Some people have discordant measurements, so their LDL-C might be high and their LDL-P low or vice versa; meaning one indicator of risk is high, but the other isn’t. In these situations, it’s vital to know which measurement is the more accurate predictor of risk for the individual concerned. By analysing the data gathered from reliable sources such as the Framingham Study and MESA (multi-ethnic study of atherosclerosis), researchers have found that where people have discordance, it’s the LDL-P that matters most. High LDL-P closely matches poor survival rates even in patients with low LDL-C, while patients with low LDL-P had the best survival rates even if their LDL-C was high.

It’s possible to use LDL-P and ApoB interchangeably (and many practitioners do use ApoB as a proxy for LDL-P), but there are differences in what the measurements are telling you. A key advantage of measuring ApoB over LDL-P is that ApoB accounts for all forms of LDL. Even though quantities of VLDLs (very low-density lipoproteins) and other higher risk particles are typically much lower than LDLs, they still make a significant difference to your overall risk of developing cardiovascular disease. This in itself is enough to mark ApoB as superior to LDL-P as a measurement of heart disease risk; but there’s also the question of the ApoB/ApoA-I ratio. 
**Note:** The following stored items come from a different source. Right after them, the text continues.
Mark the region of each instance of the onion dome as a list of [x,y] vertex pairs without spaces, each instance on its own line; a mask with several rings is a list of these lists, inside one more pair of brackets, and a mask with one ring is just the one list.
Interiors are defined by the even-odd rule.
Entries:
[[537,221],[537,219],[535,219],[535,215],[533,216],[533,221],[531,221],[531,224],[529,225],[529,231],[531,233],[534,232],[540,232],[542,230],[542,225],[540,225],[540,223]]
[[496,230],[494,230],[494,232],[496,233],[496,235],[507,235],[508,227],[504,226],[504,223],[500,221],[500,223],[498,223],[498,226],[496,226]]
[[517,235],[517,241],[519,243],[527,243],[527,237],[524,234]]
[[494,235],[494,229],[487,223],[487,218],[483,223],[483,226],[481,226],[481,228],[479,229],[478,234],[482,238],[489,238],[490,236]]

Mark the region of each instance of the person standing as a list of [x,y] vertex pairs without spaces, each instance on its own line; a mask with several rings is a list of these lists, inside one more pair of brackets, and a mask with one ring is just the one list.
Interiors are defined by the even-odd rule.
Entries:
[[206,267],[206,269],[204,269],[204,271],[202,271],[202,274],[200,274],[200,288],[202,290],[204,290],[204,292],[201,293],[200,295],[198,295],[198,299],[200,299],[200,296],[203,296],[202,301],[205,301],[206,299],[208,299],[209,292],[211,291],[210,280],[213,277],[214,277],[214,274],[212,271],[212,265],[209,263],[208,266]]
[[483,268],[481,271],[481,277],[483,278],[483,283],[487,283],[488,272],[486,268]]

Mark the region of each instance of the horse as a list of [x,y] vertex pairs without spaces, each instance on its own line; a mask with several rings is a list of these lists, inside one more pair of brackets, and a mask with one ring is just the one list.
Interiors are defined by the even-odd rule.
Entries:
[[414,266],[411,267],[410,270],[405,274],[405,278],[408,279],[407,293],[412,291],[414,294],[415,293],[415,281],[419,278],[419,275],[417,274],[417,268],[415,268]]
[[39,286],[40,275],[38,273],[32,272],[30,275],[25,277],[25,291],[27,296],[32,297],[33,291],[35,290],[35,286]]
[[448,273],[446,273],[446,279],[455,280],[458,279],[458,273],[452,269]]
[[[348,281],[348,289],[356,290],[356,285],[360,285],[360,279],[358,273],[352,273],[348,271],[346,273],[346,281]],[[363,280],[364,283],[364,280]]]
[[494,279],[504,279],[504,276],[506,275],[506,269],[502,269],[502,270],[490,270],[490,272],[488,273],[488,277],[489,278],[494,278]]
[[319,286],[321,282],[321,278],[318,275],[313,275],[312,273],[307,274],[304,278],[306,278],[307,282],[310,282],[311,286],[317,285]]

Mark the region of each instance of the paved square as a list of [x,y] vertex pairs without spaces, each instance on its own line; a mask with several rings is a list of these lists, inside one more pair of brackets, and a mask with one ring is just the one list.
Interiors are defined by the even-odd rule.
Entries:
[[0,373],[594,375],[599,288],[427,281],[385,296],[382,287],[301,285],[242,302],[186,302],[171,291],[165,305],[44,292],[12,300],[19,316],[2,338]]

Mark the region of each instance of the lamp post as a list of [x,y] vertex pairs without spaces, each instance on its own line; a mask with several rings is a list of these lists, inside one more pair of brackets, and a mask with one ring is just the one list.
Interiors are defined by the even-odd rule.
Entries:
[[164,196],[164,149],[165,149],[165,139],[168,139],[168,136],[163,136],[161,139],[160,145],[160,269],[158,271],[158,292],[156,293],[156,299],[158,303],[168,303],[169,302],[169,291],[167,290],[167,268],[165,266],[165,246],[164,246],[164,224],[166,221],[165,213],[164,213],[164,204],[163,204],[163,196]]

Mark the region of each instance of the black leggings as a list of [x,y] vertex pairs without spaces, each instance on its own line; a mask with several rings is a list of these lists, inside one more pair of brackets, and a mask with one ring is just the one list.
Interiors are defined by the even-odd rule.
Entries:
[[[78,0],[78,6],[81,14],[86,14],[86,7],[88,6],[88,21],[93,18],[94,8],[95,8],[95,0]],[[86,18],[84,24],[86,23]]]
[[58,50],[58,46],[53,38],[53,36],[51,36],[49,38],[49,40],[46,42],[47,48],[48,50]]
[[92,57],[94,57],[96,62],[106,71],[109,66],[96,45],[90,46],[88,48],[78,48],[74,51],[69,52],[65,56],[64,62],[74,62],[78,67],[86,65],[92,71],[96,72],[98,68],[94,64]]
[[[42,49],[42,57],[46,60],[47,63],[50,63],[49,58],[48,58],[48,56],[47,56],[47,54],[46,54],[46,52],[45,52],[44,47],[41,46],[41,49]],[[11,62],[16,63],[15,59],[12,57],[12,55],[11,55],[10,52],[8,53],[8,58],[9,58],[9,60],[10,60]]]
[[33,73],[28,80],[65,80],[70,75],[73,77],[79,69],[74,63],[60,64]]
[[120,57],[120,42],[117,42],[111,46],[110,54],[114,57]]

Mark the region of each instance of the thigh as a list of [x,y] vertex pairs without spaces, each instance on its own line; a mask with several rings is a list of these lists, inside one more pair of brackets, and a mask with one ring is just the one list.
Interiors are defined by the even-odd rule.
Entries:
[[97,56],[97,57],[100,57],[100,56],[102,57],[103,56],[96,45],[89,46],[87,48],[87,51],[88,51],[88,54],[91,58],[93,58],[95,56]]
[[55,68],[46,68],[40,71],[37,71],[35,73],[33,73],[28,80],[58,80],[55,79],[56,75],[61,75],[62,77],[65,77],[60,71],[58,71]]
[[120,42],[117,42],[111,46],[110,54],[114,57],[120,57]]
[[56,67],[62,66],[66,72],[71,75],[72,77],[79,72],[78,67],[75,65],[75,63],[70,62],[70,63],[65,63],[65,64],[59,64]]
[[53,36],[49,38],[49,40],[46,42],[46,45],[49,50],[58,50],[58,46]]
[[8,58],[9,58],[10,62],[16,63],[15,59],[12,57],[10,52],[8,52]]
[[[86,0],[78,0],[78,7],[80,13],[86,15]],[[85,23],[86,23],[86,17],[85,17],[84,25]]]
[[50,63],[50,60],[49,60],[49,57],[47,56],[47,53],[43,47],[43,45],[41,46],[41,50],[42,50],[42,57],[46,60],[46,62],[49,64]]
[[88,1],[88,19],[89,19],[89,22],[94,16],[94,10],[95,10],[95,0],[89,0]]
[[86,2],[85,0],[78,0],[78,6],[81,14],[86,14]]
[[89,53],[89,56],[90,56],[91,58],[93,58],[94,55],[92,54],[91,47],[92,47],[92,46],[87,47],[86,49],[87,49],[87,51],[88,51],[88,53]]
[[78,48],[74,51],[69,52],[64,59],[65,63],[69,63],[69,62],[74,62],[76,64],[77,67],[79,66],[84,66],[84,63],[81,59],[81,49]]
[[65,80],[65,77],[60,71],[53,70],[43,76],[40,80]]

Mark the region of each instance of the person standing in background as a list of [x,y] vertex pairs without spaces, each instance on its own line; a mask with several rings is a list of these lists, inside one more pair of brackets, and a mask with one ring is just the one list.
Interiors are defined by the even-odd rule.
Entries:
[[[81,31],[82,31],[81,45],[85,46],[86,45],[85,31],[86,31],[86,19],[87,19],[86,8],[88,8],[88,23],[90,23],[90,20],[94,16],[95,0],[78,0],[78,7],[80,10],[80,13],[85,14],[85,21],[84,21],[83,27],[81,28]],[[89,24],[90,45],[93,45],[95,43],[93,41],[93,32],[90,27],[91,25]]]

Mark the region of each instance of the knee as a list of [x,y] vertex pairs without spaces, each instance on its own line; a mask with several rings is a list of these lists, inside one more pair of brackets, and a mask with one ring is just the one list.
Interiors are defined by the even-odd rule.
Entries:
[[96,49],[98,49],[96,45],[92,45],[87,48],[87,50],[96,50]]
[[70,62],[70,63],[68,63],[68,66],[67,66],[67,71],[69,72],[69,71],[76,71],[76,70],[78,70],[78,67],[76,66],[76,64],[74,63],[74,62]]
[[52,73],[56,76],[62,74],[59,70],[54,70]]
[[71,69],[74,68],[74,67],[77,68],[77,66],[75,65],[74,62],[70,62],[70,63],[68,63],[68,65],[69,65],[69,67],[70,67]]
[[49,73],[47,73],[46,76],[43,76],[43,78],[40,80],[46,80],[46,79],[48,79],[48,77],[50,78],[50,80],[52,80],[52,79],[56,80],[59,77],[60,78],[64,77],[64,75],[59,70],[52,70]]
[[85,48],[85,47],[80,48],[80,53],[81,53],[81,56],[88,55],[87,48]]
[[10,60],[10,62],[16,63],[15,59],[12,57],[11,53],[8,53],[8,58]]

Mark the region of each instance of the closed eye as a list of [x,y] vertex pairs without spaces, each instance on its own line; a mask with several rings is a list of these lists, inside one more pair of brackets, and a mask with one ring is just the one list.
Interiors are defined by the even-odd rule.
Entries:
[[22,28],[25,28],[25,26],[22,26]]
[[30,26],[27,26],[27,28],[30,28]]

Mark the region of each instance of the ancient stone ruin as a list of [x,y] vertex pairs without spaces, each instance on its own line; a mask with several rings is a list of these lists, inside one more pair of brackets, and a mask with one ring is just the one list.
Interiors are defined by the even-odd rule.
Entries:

ApoA-1 is an antiatherogenic protein (meaning it reduces your risk of atherosclerosis) that transports HDL particles. Comparing levels of ApoA-1 to those of ApoB, which tell you how many atherogenic lipoprotein particles are present in your body, could be a more accurate predictor of cardiovascular risk than individual levels of LDL and other lipids. Quality research data demonstrates that the ApoB/ApoA-I ratio is an excellent predictor for risk of heart attack, stroke, and other cardiovascular events. For example, Walldius and Jungner’s review of evidence into the effectiveness of the ApoB/ApoA-I ratio found that it’s a better marker than lipoproteins or lipid ratios. 

These results demonstrate that the ApoB/ApoA-I ratio is a simple and accurate method of predicting the risk of cardiovascular disease. The lower your ApoB/ApoA-I ratio is, the lower your risk – ideally, it should be below 0.7, and lower still if you have other risk factors for cardiovascular disease.